Harold raised his eyebrows. “Yes, Ma’am. So Mindy targeted Dave for her own sick little sport, and we know what happened after that. Kathy, feeling totally betrayed and not having the inner strength to get over it, hanged herself and left a note saying why. Then Dave was yanked out of Brewster and packed off to a private high school in Massachusetts to finish high school. It’s what comes next that’s interesting.”
“I can hardly wait,” I said through clenched teeth.
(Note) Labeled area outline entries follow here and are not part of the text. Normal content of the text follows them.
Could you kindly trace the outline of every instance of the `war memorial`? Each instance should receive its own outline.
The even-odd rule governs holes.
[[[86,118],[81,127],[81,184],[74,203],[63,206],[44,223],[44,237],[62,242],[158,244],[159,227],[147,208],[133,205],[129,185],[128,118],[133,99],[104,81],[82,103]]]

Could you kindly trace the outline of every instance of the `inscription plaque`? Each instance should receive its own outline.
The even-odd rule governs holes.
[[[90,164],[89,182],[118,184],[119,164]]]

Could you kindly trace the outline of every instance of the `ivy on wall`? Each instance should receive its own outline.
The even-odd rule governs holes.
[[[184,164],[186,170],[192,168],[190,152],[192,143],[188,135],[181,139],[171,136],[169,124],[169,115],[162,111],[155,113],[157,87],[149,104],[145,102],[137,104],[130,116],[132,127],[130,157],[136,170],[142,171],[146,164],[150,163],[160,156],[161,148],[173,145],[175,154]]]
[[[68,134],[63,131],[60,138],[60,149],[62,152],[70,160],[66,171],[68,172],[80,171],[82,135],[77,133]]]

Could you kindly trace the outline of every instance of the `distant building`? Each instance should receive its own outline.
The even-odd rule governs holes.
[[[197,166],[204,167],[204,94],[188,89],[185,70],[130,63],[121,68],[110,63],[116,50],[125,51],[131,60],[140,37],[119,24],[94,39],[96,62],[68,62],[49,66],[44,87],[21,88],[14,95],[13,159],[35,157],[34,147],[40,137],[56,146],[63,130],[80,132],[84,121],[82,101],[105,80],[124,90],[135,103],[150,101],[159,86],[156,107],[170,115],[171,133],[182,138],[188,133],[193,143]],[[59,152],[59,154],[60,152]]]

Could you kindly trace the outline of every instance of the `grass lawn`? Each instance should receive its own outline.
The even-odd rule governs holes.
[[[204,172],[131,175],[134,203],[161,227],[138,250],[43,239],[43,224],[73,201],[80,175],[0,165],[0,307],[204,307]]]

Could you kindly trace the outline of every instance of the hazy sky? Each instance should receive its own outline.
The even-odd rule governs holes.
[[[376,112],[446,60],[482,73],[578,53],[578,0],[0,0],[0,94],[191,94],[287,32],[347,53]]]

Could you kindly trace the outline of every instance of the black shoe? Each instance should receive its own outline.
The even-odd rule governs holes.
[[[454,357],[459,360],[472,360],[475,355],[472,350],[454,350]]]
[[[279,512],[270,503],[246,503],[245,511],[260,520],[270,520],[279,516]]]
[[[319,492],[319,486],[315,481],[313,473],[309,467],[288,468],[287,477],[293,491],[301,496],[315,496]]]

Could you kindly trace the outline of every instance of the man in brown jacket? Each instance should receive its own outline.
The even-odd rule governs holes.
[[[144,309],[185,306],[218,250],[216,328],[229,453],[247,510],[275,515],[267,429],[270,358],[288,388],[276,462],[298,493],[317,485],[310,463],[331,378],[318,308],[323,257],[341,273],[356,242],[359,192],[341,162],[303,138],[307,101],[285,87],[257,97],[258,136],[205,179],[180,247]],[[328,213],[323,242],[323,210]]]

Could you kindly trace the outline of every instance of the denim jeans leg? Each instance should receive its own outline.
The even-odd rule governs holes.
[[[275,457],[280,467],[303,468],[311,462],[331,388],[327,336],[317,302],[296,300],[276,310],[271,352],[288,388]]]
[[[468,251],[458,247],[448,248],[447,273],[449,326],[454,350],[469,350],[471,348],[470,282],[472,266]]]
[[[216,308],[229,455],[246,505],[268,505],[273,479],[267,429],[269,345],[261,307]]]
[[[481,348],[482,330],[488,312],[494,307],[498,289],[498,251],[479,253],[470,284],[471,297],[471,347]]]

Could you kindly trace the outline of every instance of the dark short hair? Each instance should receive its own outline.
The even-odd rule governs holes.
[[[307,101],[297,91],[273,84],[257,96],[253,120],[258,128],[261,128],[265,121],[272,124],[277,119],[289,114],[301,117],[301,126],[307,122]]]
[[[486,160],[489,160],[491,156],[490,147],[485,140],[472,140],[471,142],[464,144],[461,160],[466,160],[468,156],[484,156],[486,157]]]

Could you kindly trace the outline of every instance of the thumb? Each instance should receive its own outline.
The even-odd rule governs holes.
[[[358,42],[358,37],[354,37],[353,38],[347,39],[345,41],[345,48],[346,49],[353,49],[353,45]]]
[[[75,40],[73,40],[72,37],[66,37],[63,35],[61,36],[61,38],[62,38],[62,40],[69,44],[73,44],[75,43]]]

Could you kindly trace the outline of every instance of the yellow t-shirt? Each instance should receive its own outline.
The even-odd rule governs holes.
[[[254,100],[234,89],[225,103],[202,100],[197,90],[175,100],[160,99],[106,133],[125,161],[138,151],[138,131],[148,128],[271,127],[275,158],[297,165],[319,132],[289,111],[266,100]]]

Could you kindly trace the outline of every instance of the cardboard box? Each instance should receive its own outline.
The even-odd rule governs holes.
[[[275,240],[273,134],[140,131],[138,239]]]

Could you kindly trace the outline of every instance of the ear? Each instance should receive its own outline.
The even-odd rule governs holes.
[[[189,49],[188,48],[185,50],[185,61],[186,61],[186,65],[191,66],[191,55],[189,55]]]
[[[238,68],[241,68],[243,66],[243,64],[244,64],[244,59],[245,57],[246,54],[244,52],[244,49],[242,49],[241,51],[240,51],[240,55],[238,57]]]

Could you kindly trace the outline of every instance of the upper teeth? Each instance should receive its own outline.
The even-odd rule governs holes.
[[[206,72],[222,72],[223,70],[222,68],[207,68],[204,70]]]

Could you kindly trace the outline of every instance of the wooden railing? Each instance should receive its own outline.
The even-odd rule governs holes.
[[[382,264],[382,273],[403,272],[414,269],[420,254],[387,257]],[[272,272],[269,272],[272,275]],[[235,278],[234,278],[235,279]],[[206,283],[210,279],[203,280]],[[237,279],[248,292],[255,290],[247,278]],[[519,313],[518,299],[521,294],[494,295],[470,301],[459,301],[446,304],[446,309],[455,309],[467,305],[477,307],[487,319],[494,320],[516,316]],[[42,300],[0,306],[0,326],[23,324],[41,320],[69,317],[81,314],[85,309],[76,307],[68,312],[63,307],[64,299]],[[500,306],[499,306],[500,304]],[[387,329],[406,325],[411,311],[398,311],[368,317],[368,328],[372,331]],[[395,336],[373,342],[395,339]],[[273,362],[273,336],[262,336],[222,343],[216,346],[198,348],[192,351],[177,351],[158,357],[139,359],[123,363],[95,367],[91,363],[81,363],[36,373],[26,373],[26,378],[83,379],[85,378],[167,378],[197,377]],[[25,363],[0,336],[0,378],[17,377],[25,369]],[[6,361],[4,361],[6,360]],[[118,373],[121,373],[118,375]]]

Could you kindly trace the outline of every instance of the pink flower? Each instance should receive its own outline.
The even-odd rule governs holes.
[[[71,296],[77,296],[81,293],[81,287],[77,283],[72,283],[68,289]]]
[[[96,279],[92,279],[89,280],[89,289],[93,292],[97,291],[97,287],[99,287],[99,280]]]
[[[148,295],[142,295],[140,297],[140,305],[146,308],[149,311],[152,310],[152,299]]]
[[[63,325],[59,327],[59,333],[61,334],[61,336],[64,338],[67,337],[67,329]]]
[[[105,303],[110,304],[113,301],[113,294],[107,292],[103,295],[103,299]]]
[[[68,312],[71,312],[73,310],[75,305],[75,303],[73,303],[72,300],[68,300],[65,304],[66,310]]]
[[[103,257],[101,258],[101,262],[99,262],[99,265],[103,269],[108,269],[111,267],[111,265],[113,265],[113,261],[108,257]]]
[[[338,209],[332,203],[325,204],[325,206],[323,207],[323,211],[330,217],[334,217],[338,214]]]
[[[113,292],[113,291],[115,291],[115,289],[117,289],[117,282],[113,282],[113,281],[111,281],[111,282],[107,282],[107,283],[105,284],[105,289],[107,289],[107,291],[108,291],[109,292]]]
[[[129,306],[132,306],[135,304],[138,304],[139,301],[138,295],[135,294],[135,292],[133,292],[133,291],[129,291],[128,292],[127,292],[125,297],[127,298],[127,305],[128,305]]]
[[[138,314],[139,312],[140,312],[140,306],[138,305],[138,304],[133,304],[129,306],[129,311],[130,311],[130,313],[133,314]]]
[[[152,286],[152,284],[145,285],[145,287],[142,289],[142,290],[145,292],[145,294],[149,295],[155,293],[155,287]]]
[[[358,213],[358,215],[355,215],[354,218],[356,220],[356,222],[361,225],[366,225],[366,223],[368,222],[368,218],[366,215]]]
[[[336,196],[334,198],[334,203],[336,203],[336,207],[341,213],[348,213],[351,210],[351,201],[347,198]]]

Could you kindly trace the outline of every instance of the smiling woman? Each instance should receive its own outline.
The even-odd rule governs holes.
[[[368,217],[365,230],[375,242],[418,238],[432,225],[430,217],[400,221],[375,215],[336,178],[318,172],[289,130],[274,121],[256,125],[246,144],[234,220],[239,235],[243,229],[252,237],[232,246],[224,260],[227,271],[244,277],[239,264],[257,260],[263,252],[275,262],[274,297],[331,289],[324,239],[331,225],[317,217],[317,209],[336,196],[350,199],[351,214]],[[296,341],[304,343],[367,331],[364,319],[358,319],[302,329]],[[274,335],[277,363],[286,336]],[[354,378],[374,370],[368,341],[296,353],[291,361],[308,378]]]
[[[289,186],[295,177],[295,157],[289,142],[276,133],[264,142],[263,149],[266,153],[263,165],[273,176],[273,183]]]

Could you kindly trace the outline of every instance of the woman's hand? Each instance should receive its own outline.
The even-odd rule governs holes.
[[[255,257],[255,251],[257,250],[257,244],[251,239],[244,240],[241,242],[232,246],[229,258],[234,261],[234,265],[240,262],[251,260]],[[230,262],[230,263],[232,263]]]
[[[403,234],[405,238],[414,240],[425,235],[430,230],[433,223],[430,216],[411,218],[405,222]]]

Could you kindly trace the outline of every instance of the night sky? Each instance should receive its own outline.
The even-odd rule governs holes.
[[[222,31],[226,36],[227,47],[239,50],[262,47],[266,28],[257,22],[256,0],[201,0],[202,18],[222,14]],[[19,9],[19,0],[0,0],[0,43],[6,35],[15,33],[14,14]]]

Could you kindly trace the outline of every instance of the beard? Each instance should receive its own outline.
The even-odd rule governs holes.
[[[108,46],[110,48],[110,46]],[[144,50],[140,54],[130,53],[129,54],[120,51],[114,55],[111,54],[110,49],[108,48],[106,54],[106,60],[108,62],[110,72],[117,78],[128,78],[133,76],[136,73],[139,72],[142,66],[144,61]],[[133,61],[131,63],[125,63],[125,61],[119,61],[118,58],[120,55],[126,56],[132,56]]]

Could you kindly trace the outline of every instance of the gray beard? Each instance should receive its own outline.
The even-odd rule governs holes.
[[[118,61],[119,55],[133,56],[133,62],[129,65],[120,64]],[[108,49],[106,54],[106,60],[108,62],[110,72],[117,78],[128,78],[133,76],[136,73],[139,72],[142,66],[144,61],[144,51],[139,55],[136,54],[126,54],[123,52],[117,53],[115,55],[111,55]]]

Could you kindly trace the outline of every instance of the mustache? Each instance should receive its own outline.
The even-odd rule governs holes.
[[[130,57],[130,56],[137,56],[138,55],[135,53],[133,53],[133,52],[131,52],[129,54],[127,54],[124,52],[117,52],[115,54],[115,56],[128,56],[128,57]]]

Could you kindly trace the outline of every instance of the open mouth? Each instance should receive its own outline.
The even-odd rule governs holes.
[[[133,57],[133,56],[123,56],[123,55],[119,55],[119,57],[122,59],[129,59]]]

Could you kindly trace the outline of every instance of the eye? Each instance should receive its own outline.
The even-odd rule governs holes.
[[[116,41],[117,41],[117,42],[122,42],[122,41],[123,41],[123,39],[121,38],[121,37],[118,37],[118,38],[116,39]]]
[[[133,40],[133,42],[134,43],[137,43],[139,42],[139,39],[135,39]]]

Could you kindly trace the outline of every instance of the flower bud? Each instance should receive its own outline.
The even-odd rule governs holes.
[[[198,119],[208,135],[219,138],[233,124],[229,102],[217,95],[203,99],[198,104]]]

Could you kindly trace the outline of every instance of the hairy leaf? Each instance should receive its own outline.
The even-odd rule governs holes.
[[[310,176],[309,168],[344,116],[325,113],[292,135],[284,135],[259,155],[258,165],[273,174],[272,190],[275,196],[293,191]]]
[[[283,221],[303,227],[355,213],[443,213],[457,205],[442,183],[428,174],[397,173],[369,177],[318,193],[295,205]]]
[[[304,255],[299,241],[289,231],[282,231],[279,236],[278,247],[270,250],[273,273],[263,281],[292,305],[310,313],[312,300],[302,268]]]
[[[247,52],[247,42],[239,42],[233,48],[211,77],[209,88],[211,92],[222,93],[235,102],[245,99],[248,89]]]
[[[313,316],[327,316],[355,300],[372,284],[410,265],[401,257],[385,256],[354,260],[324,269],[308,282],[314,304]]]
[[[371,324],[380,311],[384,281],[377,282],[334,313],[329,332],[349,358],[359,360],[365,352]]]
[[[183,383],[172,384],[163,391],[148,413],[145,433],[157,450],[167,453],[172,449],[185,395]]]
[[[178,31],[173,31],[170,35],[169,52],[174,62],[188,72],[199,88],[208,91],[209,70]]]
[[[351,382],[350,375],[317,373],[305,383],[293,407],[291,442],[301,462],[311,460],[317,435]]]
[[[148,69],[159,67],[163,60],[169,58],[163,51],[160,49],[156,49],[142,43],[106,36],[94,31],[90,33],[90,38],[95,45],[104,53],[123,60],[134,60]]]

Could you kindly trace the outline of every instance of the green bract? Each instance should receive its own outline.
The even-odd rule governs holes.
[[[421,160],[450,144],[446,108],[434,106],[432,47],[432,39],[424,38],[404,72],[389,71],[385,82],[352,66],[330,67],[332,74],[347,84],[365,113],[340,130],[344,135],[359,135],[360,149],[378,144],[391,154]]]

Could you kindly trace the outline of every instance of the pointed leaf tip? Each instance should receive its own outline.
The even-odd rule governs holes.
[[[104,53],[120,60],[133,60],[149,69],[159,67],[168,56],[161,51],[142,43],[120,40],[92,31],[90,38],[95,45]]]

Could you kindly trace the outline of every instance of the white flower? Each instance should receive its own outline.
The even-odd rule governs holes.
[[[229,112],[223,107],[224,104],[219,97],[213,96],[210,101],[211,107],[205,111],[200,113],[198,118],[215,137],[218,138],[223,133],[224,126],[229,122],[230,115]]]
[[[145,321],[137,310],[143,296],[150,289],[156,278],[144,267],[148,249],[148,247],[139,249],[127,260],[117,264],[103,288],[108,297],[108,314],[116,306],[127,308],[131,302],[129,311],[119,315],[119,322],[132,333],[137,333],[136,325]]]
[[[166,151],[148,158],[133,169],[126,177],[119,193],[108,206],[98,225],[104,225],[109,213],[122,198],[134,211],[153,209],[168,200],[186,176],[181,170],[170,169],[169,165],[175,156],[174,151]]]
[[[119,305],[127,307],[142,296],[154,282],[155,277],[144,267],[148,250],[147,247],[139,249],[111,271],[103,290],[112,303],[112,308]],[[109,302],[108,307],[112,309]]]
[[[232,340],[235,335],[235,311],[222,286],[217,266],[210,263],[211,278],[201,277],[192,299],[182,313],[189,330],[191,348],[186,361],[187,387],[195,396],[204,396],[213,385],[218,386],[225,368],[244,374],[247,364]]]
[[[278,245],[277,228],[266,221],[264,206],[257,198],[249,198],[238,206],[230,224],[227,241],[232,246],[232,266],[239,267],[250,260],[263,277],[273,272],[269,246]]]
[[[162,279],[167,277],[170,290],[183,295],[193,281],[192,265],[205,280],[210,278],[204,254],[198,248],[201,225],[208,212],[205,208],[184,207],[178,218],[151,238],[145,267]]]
Would the man never get to it?
“After he got his diploma, Dave matricula
ted at Boston University and graduated with a BS in 1982. Then, get this, he enrolled in medical school. Tufts University School of Medicine, no less.” He paused, waiting for my reaction.
“Uh huh, so he went to med school and became a doctor. That meshes with his National Honor Society write-up, which said something about his being especially interested in chemistry and biology.”
Harold was momentarily deflated. “It did? Oh.”
“Where did he wind up practicing?”
Harold brightened. “He didn’t, never even finished medical school. He walked out one day in the autumn of his third year and never came back.”
That did surprise me. “He didn’t turn up in another medical school a few years later or something?”
Harold’s head shake was emphatic. “Believe me, our investigator left no stone unturned. There was no other school admission, no Peace Corps, no military service. He left most of his personal belongings in storage, but after a year, which is all he’d paid for in advance, they were auctioned off or destroyed. He climbed into his old Chevy and drove away into the sunset. I have no idea if he even told his parents where he was, and now they’re both deceased. Weird, yes?”
“Maybe not so much, Harold. It was the eighties, all those drugs and antiwar sentiment. Lots of young people dropped out, walked away from the establishment and its values for a few years, remember? Maybe the grind of medical school and the prospect of years of internship and residency still ahead simply became too much for Dave. Is that the end of the story, or did he turn up again somewhere?”
Harold smiled his crooked smile. “No, but now it gets into the realm of speculation. He didn’t turn up. That is, Dave Engle didn’t re-emerge. After he left Tufts we found twenty years of nothing, no Social Security earnings, no tax returns, motor vehicle registration records, voter registrations, nada.”